In the office, a person was sitting in a glass cabin. He seemed to be the controller. But for what? Amar was unable to understand. Six men were working in the room, all fixed their eyes on the screens. One of them said, ‘Point number ten is going slow, take out some staff from there’.
‘Noted’, was the response from another. ‘Field manger number 10, remove three staffers from the point and shift to the point number 4.’
Such directions were being given and followed in a mechanical way. In the meantime, Big Boss entered the room. No one responded; all kept on working. ‘All things are going very well. Collection is satisfactory. But we need to open a new point at this crossing’, an operator pointed towards a traffic signal in some part of the city.’

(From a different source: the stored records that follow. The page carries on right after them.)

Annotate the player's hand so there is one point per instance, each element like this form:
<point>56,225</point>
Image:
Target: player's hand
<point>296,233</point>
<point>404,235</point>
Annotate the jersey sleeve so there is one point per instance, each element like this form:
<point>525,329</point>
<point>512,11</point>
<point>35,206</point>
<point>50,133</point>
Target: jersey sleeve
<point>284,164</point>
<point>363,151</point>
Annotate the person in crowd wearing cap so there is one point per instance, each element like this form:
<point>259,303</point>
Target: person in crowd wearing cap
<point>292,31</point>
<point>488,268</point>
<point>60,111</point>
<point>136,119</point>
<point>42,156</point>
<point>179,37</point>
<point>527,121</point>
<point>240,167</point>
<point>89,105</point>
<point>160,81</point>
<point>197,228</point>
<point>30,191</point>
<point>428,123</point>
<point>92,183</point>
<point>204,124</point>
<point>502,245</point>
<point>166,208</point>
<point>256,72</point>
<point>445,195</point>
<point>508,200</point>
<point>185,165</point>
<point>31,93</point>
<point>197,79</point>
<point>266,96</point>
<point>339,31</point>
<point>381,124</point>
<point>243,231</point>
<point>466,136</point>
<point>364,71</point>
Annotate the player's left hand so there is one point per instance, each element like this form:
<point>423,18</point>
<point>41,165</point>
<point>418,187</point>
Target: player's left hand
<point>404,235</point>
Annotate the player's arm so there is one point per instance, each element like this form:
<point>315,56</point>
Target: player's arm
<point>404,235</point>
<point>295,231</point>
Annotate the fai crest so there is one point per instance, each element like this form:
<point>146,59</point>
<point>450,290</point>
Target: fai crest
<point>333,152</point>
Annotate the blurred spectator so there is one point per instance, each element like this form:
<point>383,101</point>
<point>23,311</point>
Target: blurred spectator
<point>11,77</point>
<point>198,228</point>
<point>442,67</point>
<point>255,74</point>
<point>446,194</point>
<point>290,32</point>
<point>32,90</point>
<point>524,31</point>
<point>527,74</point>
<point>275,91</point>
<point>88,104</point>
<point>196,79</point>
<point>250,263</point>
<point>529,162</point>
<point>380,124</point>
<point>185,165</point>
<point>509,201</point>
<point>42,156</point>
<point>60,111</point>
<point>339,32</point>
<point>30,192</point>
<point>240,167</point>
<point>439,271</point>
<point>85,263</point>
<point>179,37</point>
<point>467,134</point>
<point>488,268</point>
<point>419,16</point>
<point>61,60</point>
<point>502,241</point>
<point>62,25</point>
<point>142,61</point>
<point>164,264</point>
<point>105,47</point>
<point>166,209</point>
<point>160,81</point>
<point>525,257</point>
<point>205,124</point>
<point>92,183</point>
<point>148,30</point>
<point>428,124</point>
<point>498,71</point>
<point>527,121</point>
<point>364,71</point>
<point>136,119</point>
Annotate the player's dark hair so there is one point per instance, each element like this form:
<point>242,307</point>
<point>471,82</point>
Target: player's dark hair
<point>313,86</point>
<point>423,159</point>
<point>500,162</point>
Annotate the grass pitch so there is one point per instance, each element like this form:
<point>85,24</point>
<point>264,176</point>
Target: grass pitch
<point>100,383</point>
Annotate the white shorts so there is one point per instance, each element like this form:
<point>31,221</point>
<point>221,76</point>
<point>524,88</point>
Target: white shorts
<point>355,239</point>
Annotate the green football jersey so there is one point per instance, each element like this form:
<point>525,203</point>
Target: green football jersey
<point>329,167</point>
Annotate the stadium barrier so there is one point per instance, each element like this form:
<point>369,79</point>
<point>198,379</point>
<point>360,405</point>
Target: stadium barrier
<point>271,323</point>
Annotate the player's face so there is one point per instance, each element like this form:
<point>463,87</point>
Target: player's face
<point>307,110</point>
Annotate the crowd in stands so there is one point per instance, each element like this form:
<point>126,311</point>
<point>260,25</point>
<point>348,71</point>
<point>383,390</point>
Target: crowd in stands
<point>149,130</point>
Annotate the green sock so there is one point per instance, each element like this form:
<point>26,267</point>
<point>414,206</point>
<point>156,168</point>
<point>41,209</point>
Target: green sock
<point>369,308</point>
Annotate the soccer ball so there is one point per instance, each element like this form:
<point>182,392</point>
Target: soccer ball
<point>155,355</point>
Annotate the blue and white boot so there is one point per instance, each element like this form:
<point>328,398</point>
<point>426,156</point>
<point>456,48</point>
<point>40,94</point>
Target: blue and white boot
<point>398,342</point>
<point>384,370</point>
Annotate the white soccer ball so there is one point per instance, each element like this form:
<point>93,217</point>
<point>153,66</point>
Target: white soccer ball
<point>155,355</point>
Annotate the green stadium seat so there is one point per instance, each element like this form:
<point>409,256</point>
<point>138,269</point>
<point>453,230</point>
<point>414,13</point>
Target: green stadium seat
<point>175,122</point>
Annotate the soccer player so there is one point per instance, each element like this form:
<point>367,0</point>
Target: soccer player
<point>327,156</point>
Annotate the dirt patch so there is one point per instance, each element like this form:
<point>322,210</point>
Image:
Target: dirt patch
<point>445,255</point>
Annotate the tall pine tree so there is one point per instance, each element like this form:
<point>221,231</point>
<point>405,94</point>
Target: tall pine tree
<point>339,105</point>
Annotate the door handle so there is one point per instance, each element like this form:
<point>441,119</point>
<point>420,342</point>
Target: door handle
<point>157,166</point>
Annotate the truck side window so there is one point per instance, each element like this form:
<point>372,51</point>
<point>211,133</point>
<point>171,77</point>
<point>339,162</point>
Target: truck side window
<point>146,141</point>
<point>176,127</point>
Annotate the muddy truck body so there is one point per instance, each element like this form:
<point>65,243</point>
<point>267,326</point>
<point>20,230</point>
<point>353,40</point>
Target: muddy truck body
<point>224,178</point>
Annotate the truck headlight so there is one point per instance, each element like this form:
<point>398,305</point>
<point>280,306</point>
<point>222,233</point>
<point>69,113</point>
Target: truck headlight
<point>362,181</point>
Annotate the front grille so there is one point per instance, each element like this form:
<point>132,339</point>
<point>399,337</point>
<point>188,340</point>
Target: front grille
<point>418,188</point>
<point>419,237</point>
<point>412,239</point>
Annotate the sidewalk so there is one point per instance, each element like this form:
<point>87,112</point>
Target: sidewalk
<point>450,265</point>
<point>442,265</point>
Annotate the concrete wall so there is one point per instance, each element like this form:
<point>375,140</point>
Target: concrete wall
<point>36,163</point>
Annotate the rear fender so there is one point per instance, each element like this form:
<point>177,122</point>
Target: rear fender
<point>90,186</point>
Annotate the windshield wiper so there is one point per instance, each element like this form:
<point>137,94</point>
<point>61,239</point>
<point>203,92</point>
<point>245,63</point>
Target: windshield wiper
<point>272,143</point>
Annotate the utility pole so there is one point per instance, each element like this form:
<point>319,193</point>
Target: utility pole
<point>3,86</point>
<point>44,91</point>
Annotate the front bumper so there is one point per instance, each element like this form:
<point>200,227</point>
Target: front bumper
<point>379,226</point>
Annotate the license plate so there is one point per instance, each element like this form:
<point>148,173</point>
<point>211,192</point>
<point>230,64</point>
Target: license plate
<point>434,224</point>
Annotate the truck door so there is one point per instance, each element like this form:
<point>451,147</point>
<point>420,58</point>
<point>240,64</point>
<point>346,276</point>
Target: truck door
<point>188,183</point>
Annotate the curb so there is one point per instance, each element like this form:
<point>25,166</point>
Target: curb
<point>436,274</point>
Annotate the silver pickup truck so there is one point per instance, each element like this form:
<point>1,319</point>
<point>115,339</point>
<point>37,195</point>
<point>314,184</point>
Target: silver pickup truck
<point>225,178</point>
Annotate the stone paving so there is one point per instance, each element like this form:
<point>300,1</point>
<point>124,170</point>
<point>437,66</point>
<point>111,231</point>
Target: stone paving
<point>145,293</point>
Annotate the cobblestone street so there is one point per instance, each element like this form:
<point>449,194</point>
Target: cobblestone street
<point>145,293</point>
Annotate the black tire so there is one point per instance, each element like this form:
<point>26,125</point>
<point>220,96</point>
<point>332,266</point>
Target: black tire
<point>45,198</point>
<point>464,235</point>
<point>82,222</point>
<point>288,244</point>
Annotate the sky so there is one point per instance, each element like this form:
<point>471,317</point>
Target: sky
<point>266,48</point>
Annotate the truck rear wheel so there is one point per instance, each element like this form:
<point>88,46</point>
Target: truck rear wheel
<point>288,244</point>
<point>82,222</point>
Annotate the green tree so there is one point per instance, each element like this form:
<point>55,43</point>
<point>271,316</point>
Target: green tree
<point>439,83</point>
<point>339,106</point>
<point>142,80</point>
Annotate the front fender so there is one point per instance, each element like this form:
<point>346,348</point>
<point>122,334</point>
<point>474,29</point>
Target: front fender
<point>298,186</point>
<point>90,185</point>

‘Ok’, said the Boss. ‘I have asked Zaman to arrange more staff, and he may have done so’. Then the Boss called someone for supply of ‘goods’ and promise was obliged. All the things were happening mechanically. A screen was showing some digits, which were changing. They were six digits which were going up.
Apt and apropos
Within one week, Amar understood the job. He was shocked in the beginning but the pay and nature of job was appropriate for him… and like him many others. Within one week, he was expert in the task. It was really a job correspondent to his talent… the talent which was infused and polished by his education system and society. His eyes were fixed on the screen. That control room was equipped with latest communication system. All mosques, markets, bus stops, hospitals, traffic signals, parks, some typical streets etc were before their eyes. Their staffers were working. It was a very thriving business. The only mess was created by some civil society organizations which were making unnecessary hue and cry on abduction of children from various parts of the country, and increasing number of baggers in cities. But their fuss could make no dent. The Boss could move his teams on social media to curb civil society, accusing one or two prominent members of treason or profanity or some other serious crime. All high and mighty were receiving their due share. Last week, a high official of interior ministry was sent two million rupees. A packet of half million for local inspector was ready to be dispatched. Everything was happening according to rules and regulations. There was no cheating. In the warehouse, newly abducted children were ‘treated’ before being sent to job. Their wounds were properly looked after. The Boss was really very kind. After all, they were the staffers, begging at various places, booked and watched. Hi-tech begging cartel was thriving. Aami was a part of it. It was beggar’s choice, but very appropriate one.
Note: Names used in the feature are fictitious. Any similarity will be unintended.